昨年2018年末に発売されたときに、表紙のインパクトも手伝って、気にはなっていたものの、

よくあるブスの自虐エッセイ(前書きで否定してあるんだけどね)、もしくは社会学的な味付けをした被害者意識の高いブス本だと思っていたのよね〜。

 

あるとき、調べものをしているとき、Cakesにあった、著者の田村麻美さんの記事にぶつかり、調べ物そっちのけで思わず全部読んでしまい、

これは!とソッコーでamazonでポチったのです。

 

数日後、到着するやいなや(こんなに待ち遠しかったこと、久しぶり!)、すぐに開封して一気に読む。

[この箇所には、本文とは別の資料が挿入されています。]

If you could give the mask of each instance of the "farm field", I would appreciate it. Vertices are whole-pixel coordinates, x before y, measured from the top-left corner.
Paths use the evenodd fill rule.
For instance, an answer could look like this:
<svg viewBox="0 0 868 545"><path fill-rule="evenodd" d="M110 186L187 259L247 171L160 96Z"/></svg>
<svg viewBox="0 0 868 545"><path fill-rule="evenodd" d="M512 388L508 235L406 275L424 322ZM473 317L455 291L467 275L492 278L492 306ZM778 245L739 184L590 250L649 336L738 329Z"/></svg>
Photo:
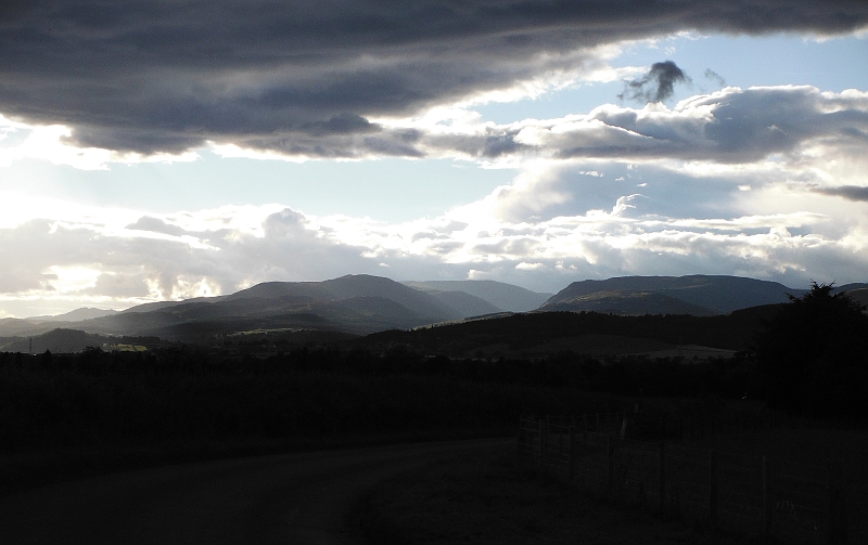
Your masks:
<svg viewBox="0 0 868 545"><path fill-rule="evenodd" d="M864 430L779 428L687 441L735 455L765 454L801 463L843 459L850 543L868 542L868 446ZM706 523L661 517L649 504L570 489L528 467L512 451L473 459L442 457L426 471L384 482L359 508L368 543L762 543L758 532L713 531ZM775 543L807 543L780 538Z"/></svg>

その後、私は、頼まれてもいないのに、完全にPRと化して推薦しまくっています。

 

 

本のすばらしさについては、ブックレヴューなどに任せるとして、

一応、簡単に説明すると、タイトルどおり、ブスを軸としたマーケティングの本です。

机上の空論ではなく、著者の田村さんのリアル体験をマーケティングに落とし込んだところがカギ。

 

で、私が薦めまくっているのは、同業者、企画に意欲的な編集者です。

 

この本の成功(と呼んでいいでしょう)は、著者の田村さんの聡明さ、自分をさらけ出した腹のくくり具合(私は、不特定多数を対象に世に出る人、つまり公共の目にさらされる人は、内臓まで見せる覚悟が大事だと思っている。取り繕った、“ええかっこ”は通用しない、と思っている)もさることながら、担当編集者の飛田さん(本書で出てくるので、ここでも名前を出します)が相当優秀だな〜、彼女ありきでこの本は成立したな〜、と。

 

担当編集者の飛田さん自身が、私と同様、ネットでたまたま見つけて衝撃を受けて、著者の田村さんに打診をなさったようで、

 

・田村さんを著者としていける!と思った感覚

・社内会議で書籍の企画を提案&通過

・本の構成

 

ってのが、同業者視点として、おおお〜っ!となったので、推薦しまくっているというね。

もう少し具体的に言うと

 

・田村さんを著者としていける!と思った感覚

これは、特にブログとかある程度の文字量があって本数があれば、わかる。

書籍としての文章は長い。目安として、10万字、原稿用紙にして300枚程度です。

それを書き通せる忍性があるか。

文章の軸となる視点。ひとりよがりでなく、第三者視点であるか。

 

よく文章のうまい下手を言うけれど、それははっきり言って関係ない。

なぜなら、書いたものに対して、編集者は疑問・質問を打ち返し、結果、バッサバサ赤字を入れ(この赤字はプロの書き手でなければ、編集者が入れる。そして著者に確認してもらう)、またそのときにその本の企画に合った文体にしたりするから。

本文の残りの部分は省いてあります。